For dependency scanning specifically: check whether GitHub’s built-in Dependabot already covers your use case. Dependabot alerts are free on all plans and scan every push automatically. If you’re running npm audit or pip-audit on a cron because you set it up before Dependabot existed, you may be paying for a duplicate of a free feature.

Fix 4

What is workflow_dispatch and when should you use it?

The workflow_dispatch event adds a “Run workflow” button to the GitHub Actions tab, with optional input parameters. Use it to replace daily crons for jobs that only need to run when someone actually wants the results.
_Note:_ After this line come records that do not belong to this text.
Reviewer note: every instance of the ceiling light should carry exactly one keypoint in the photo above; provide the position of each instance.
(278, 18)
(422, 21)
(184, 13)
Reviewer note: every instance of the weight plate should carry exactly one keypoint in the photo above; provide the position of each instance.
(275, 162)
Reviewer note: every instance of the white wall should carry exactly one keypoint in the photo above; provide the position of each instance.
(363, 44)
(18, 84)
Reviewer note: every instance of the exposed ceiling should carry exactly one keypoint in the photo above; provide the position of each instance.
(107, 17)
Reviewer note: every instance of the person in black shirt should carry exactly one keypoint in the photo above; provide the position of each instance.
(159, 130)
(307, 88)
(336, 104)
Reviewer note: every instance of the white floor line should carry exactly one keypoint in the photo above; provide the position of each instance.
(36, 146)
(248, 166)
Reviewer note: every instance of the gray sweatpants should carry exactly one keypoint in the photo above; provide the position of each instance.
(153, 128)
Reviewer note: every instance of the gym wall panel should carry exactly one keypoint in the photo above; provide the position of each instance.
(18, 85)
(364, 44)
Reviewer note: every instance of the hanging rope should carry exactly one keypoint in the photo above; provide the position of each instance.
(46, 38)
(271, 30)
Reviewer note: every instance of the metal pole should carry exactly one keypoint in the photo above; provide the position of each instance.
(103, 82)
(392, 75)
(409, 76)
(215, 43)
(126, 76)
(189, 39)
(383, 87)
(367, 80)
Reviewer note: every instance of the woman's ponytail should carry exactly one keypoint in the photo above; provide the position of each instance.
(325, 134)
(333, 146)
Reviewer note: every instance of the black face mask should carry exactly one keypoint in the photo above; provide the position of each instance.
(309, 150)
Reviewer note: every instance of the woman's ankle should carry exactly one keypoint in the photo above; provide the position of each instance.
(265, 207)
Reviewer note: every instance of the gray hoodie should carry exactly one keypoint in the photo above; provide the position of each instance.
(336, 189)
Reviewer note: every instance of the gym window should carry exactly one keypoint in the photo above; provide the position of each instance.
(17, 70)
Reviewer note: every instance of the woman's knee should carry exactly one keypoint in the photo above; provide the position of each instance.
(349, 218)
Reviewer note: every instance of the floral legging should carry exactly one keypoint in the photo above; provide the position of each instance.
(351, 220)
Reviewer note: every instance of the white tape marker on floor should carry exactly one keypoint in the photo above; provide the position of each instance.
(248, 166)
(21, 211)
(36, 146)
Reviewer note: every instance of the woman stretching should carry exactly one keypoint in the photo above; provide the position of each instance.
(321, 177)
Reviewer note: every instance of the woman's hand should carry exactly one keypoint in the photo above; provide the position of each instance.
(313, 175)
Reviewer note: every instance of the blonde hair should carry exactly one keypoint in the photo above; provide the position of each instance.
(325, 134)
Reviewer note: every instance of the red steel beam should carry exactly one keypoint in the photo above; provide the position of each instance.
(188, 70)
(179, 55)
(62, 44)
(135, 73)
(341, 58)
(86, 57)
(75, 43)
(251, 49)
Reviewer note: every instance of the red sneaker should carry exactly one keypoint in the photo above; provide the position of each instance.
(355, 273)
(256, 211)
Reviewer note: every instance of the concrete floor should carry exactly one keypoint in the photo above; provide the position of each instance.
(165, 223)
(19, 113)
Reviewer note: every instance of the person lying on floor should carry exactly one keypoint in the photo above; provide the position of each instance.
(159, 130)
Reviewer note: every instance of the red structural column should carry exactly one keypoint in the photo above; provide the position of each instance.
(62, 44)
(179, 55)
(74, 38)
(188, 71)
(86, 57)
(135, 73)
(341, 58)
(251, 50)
Pair it with a weekly schedule fallback to keep a safety net without the daily cost.

name: Full Integration Suite

on:
  workflow_dispatch:
    inputs:
      environment:
        description: 'Target environment'
        required: true
        default: 'staging'
        type: choice
        options:
          - staging
          - production
  schedule:
    - cron: '0 4 * * 1'  # Weekly Monday fallback

jobs:
  integration:
    runs-on: ubuntu-latest
    steps:
      - uses: actions/checkout@v4
      - run: ./scripts/integration-tests.sh ${{ inputs.environment || 'staging' }}

This keeps a weekly backstop while giving the team the ability to trigger a run on demand. If the team runs it manually 2–3 times a week when they need it, that’s still fewer runs than a daily cron, and every run produces results someone actually wants.

Reference

How to audit your scheduled workflows

Run this checklist against every schedule-triggered workflow in your organization. For each one, decide: keep, reduce, replace, or remove.

One more thing: GitHub automatically disables scheduled workflows on public repositories after 60 days of no repository activity. For private repos, there’s no auto-disable, so orphaned cron jobs in inactive private repos run forever, silently consuming your minutes allocation.